Photograph of an "ActiPatch" product box. It advertises (all caps) “DRUG-FREE, LONG-LASTING RELIEF” for “Back, Knee and Muscle & Joint.” There are 3 photos of the product in use, taped to a man’s back, knee, and shoulder blade. The box also advertises “Drug-Free. Safe for diabetics, arthritics, the elderly, and with any medications.”

An example of a consumer PEMF product, which are widely available. The ActiPatch® is quite cheap & advertised on like so right now: ‘PAIN RELIEF GUARANTEED!! It is SENSATION-FREE — no heat, no tingling, no odor! The only thing you will feel is RELIEF!’ Very classy pitch there. 🙄

A new study in the Archives of Physical Medicine and Rehabilitation reports that PEMF was “superior” to a sham for a common kind of shoulder pain, so-called “impingement” syndrome. (Actual impingement not necessarily included! But that’s another story. Whatever’s actually going on in there, these shoulders hurt and are hard to use.) This trial ticked all the gold-standard boxes: decent sample size (80), randomized, blinded twice, and controlled by the perfect sham.

PEMF is one of those treatments that is easy to test because you can compare it to a convincing fake: you just need a bogus device that doesn’t actually do anything, except maybe for a pulsing blue LED. In this case neither patients (single blind) nor researchers (double) could tell who was being bathed in genuine throbbing magnetic fields from a real PEMF-o-matic gadget. This really dampens the potential for misleading results.

And the results that Kandemir et al. report were that PEMF was “superior” to a fake. But is this true and meaningful, or only technically true? (Or any kind of true?) We don’t know how superior PEMF was, because the abstract in this new paper isn’t very chatty, and I don’t have the full text yet. That brevity could be hiding many sins. The authors don’t report how large the benefit of genuine PEMF was (the “effect size”). And who would hold that number back if it’s genuinely impressive?

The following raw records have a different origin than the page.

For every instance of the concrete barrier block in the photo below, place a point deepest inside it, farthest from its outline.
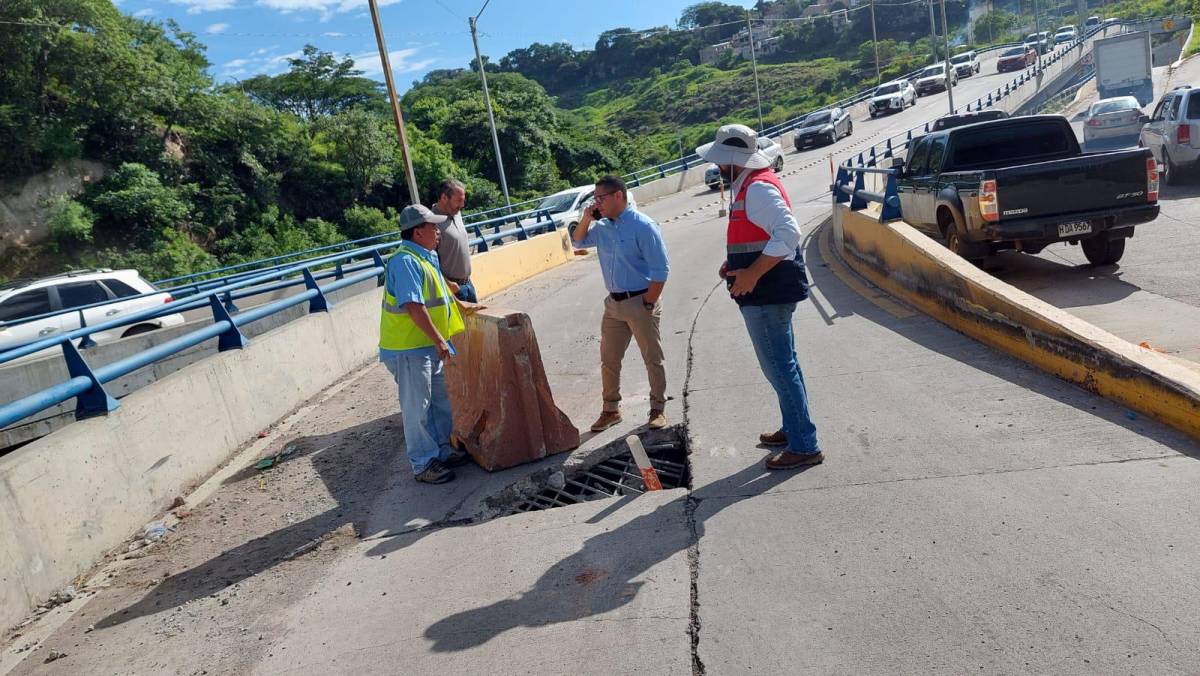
(907, 264)
(503, 410)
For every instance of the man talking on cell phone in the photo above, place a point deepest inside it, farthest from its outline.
(634, 264)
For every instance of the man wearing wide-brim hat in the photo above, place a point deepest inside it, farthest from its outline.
(765, 271)
(417, 323)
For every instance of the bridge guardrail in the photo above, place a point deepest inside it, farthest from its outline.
(480, 243)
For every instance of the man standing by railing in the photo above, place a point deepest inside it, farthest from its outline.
(454, 247)
(765, 271)
(419, 317)
(634, 263)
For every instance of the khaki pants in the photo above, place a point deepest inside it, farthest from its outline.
(624, 319)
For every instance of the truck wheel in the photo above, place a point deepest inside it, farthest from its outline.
(1103, 251)
(1173, 171)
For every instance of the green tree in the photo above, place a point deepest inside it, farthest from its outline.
(317, 84)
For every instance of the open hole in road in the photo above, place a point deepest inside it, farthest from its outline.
(615, 476)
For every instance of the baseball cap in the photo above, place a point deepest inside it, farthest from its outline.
(418, 215)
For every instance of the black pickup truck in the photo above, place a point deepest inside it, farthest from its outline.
(1024, 184)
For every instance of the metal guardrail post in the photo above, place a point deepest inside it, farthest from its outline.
(87, 342)
(858, 202)
(839, 196)
(232, 339)
(318, 303)
(95, 400)
(379, 263)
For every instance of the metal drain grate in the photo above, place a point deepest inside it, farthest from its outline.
(615, 477)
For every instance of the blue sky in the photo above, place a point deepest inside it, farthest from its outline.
(246, 37)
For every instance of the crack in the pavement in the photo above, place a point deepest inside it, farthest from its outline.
(963, 476)
(691, 503)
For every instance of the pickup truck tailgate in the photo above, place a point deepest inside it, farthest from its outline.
(1074, 185)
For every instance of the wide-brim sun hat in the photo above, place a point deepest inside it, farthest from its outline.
(735, 144)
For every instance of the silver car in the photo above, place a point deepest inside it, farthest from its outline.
(1113, 118)
(1170, 133)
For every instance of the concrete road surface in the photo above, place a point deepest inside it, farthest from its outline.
(975, 515)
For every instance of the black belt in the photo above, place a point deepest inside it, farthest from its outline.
(627, 294)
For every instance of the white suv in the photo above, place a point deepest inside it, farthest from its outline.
(71, 291)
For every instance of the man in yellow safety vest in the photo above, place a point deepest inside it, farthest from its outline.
(419, 318)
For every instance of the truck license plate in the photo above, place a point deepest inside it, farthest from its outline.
(1073, 228)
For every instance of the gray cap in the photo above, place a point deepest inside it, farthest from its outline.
(418, 215)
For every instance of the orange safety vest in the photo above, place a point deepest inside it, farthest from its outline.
(744, 241)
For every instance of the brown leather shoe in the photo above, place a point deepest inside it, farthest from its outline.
(787, 460)
(773, 438)
(606, 419)
(658, 420)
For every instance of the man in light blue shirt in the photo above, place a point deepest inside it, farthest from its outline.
(634, 264)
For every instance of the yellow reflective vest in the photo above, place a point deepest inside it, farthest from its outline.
(397, 330)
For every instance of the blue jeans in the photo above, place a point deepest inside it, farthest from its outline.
(771, 331)
(425, 404)
(467, 292)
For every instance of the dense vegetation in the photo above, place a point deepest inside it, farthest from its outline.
(202, 173)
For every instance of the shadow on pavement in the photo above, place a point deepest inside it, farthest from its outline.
(943, 340)
(600, 576)
(1061, 285)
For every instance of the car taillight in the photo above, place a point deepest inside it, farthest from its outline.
(1151, 180)
(988, 203)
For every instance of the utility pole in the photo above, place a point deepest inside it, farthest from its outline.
(875, 42)
(933, 34)
(487, 100)
(946, 40)
(754, 60)
(397, 117)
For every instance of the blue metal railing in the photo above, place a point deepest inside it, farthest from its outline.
(541, 220)
(87, 384)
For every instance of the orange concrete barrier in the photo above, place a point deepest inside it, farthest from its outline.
(504, 413)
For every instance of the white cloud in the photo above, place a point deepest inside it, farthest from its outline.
(370, 64)
(197, 6)
(327, 7)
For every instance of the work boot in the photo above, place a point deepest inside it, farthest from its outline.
(436, 473)
(789, 460)
(658, 419)
(606, 419)
(457, 456)
(773, 438)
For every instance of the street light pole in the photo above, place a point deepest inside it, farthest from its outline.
(754, 60)
(946, 40)
(875, 42)
(397, 117)
(487, 101)
(933, 34)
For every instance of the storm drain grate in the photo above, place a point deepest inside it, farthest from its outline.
(617, 476)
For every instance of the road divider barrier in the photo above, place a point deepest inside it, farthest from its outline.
(912, 267)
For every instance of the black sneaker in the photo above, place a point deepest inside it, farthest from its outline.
(457, 456)
(436, 473)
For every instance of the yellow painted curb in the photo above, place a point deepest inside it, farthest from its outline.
(516, 262)
(910, 265)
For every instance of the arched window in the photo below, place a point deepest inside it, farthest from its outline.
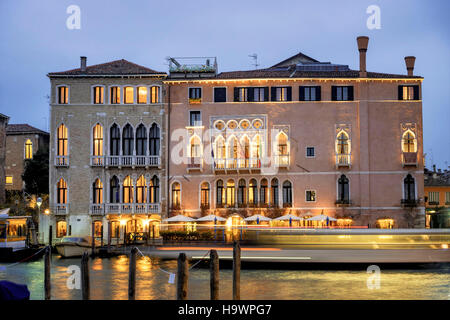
(28, 149)
(97, 140)
(141, 190)
(230, 193)
(97, 188)
(127, 190)
(287, 193)
(242, 192)
(154, 190)
(128, 138)
(204, 200)
(274, 192)
(263, 199)
(154, 140)
(342, 144)
(141, 140)
(154, 94)
(220, 200)
(114, 142)
(409, 188)
(62, 140)
(62, 191)
(343, 189)
(176, 195)
(195, 147)
(253, 192)
(114, 190)
(409, 142)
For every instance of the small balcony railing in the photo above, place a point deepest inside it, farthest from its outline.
(343, 160)
(410, 202)
(62, 161)
(132, 208)
(133, 161)
(409, 159)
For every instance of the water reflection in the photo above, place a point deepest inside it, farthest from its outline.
(109, 280)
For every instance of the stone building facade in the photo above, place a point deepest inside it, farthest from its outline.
(3, 124)
(22, 142)
(107, 151)
(303, 136)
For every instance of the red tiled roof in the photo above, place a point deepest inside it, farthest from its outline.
(23, 128)
(117, 67)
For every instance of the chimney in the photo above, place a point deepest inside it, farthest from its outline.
(363, 42)
(83, 64)
(410, 65)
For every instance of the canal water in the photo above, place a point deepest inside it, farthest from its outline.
(109, 280)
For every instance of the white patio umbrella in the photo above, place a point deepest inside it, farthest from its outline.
(257, 217)
(211, 217)
(179, 218)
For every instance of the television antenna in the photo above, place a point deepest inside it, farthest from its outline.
(255, 58)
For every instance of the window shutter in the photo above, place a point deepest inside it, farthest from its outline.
(350, 93)
(236, 94)
(333, 93)
(416, 93)
(250, 94)
(318, 94)
(301, 93)
(400, 92)
(266, 93)
(273, 94)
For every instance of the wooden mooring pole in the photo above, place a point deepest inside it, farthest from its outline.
(236, 271)
(132, 275)
(85, 286)
(214, 274)
(47, 270)
(182, 277)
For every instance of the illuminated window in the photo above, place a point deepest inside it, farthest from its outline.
(204, 201)
(128, 94)
(9, 180)
(28, 149)
(114, 94)
(127, 190)
(409, 142)
(128, 139)
(154, 140)
(98, 140)
(63, 95)
(61, 191)
(310, 195)
(61, 229)
(141, 140)
(176, 195)
(154, 190)
(154, 94)
(141, 190)
(98, 95)
(142, 94)
(97, 196)
(62, 140)
(114, 143)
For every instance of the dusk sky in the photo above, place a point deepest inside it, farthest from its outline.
(35, 41)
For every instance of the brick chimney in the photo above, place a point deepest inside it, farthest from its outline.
(410, 60)
(363, 42)
(83, 64)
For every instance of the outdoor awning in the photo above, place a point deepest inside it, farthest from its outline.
(255, 217)
(179, 218)
(321, 217)
(211, 217)
(288, 217)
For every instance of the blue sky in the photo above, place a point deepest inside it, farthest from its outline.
(35, 41)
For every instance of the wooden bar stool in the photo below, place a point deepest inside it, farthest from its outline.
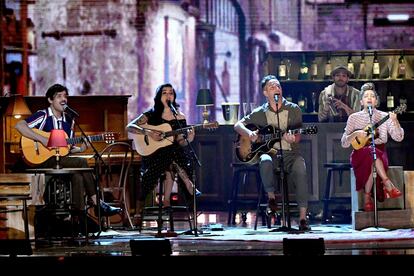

Meme contrasting “the abstract” (a big lynx reaching out with one paw) with “the paper” (a cute widdle housecat in the same posture).

Almost every scientific paper. Sigh.

We’ll see when I get the full text. This is a little game I like to play, called “how much does the whole paper embarrass the abstract?” Anyone want to bet on whether that effect size was clinically significant? I’ll give it hundred to one odds, so it’s a big payday if you win!